Miami Vices

Tuesday January 30, 07
by Will Coviello, Gambit Weekly

Miami Vices

By Will Coviello

What's not to like about sex, drugs and rock 'n' roll?

When the lights come up on the set of The Sunken Living Room, now playing at Southern Rep, you find yourself at the edge of a polyester grotto lined with thick shag carpet and furnished with an orange/brown sofa and stereo console encased in its own cabinet. The room even bears resemblance to the Three's Company apartment designed for the serial innuendos about roommates John Ritter, Suzanne Somers and the other one (Joyce DeWitt). Though far from the adolescent behavior of adults in that sitcom, this is more about adolescents struggling with adult behavior, and it's pleasantly complicated by the way sex, drugs and rock 'n' roll ambiguously mark their rites of passage, from easy escapes to emotional exile and inevitably home again.

Written by David Caudle, the play was supposed to premiere at Southern Rep last season but was pre-empted by Katrina. Instead, it premiered in Miami, where the play is set, and received critical acclaim there. This production reprises the Miami cast with John Magaro (Wade), Rudy Mungaray (Chip) and Arianne Ellison (Tammy) playing the three main roles. Local actress Staci Robbins (Lynette) joins them. While the dialogue is crisp and clever, this is a play about relationships and the strong acting here makes the production shine, particularly Magaro who projects a bookish, awkward 16-year-old who's socially inexperienced but trying to hold his family together emotionally.

Brothers Wade (John Magaro) and Chip (Rudy Mungaray) battle throughout The Sunken Living Room.
The heavy kitsch of the '70s could be a distraction in a less earnest play, but here the time period is necessary and its appropriateness makes the production far more like Richard Linklater's film Dazed and Confused than the gags of television's That '70s Show. The trio of teens are living in a time period after Roe vs. Wade but before AIDS; after "Tune in, turn on, drop out" and before "Just say no." They're old enough to make adult decisions but also not mature enough to live without their parents' approval and attention.

The play takes place during a single evening as Wade and Chip's mother Lynette heads off to a bridge game, a place she'd much rather be. Wade settles into the living room to study while Chip heads out to pick up his girlfriend Tammy, but not before hitting up both his mother and Wade for money. The brothers both want to be home for a call from their perpetually absent father who is an airline pilot. Chip's constant departures and arrivals pace the story as he tries to score some cocaine and leaves Tammy with Wade. We soon learn that an elder sister has been pushed out of the house by their parents.

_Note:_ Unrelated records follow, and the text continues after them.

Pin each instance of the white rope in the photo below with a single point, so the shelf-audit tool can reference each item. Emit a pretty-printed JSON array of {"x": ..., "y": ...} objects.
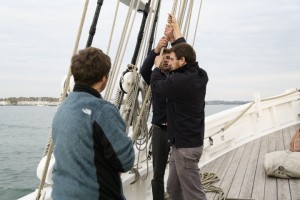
[
  {"x": 188, "y": 21},
  {"x": 113, "y": 27},
  {"x": 50, "y": 147},
  {"x": 197, "y": 23},
  {"x": 111, "y": 80}
]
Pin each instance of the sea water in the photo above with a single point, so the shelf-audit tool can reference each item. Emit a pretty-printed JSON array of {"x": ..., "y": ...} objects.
[{"x": 24, "y": 134}]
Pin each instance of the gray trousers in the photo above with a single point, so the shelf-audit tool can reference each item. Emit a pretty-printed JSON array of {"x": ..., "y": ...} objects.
[
  {"x": 184, "y": 182},
  {"x": 160, "y": 153}
]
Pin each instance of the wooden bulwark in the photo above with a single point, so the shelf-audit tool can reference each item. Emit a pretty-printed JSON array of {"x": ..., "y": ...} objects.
[{"x": 242, "y": 174}]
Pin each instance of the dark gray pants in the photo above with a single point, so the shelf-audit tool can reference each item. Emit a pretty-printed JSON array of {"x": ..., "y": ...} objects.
[
  {"x": 184, "y": 181},
  {"x": 160, "y": 152}
]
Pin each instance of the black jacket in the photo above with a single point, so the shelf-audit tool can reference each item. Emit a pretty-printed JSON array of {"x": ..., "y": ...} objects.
[
  {"x": 185, "y": 90},
  {"x": 159, "y": 104}
]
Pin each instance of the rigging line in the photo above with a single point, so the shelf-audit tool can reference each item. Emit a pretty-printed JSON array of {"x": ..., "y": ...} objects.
[
  {"x": 147, "y": 27},
  {"x": 154, "y": 28},
  {"x": 113, "y": 27},
  {"x": 197, "y": 22},
  {"x": 49, "y": 148},
  {"x": 181, "y": 13},
  {"x": 108, "y": 92},
  {"x": 141, "y": 37},
  {"x": 94, "y": 23},
  {"x": 188, "y": 21},
  {"x": 173, "y": 11},
  {"x": 126, "y": 43}
]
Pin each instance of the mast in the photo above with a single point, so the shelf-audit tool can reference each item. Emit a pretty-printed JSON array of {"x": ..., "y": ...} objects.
[
  {"x": 151, "y": 39},
  {"x": 141, "y": 32},
  {"x": 94, "y": 23}
]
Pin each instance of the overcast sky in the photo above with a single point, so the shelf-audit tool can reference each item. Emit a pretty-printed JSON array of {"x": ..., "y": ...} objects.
[{"x": 245, "y": 46}]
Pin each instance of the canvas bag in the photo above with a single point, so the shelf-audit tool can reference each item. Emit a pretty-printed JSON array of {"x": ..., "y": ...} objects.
[
  {"x": 295, "y": 142},
  {"x": 283, "y": 164}
]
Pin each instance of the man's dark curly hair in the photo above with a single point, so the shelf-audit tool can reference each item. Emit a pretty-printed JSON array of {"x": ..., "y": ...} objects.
[
  {"x": 90, "y": 65},
  {"x": 184, "y": 50}
]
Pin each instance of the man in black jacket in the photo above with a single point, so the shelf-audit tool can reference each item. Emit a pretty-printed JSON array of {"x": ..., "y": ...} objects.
[
  {"x": 185, "y": 90},
  {"x": 160, "y": 146}
]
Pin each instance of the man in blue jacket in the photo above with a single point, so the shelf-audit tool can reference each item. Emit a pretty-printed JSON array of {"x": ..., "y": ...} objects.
[
  {"x": 91, "y": 147},
  {"x": 185, "y": 90}
]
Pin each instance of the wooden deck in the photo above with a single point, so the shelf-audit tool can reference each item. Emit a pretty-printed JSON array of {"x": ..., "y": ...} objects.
[{"x": 242, "y": 174}]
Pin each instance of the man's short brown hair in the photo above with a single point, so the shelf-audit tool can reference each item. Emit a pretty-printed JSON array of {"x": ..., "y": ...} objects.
[
  {"x": 184, "y": 50},
  {"x": 90, "y": 65}
]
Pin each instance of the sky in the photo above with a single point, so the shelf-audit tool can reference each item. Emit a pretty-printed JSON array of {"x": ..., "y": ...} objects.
[{"x": 245, "y": 46}]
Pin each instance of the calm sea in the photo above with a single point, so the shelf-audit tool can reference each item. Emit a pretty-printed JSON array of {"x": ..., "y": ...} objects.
[{"x": 24, "y": 133}]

Chip and Wade incessantly engage in sibling rivalry and squabbling. Wade envies the attention his father pays to his brother and his athletic achievements. Meanwhile Chip taunts his meeker brother and is caught between wanting to escape the family and his anger that his home is not a more comforting environment for him. This all takes place in a living room that they are not meant to use. Instead, it's supposed to be pristinely preserved for some unnamed but lofty purpose, like the reception of guests or foreign dignitaries. Wade jokes that he studies there to keep the room from being lonely. And that tags the room as the driving metaphor for their family -- there's an appearance of things being tidy and right but really it's empty.

While Chip is off looking for drugs, Tammy engages Wade, disarming him with both her candor and by exposing his sexual innocence. The banter about the social interactions of freaks, jocks, nerds and other high school stereotypes is funny, but it's more amusing how they appropriate the teenage emotional roller coaster as it rushes from friendship to intimacy and plummets to petty bickering and around again. Magaro does an excellent job of conjuring the awkwardness of Wade's inexperience and sensitivity. Ryan Rilette's direction brings out Wade's angst in the first act and Chip's lusty rage in the second. If there's anything slightly amiss about the play, it's the '90s-era self-help regimen that Wade often espouses.

While Wade tries to keep everyone connected, Chip and Tammy's plights seem more introverted. If they can't find any appreciation, least of all from each other, then they'll settle for the easy pleasures of sex, drugs and rock 'n' roll. The frustration overheats in the second act, and the play explodes like a band thrashing a hotel room.

Wade finally stops trying to clean up after everyone else and the family gets a good look at the mess it has made.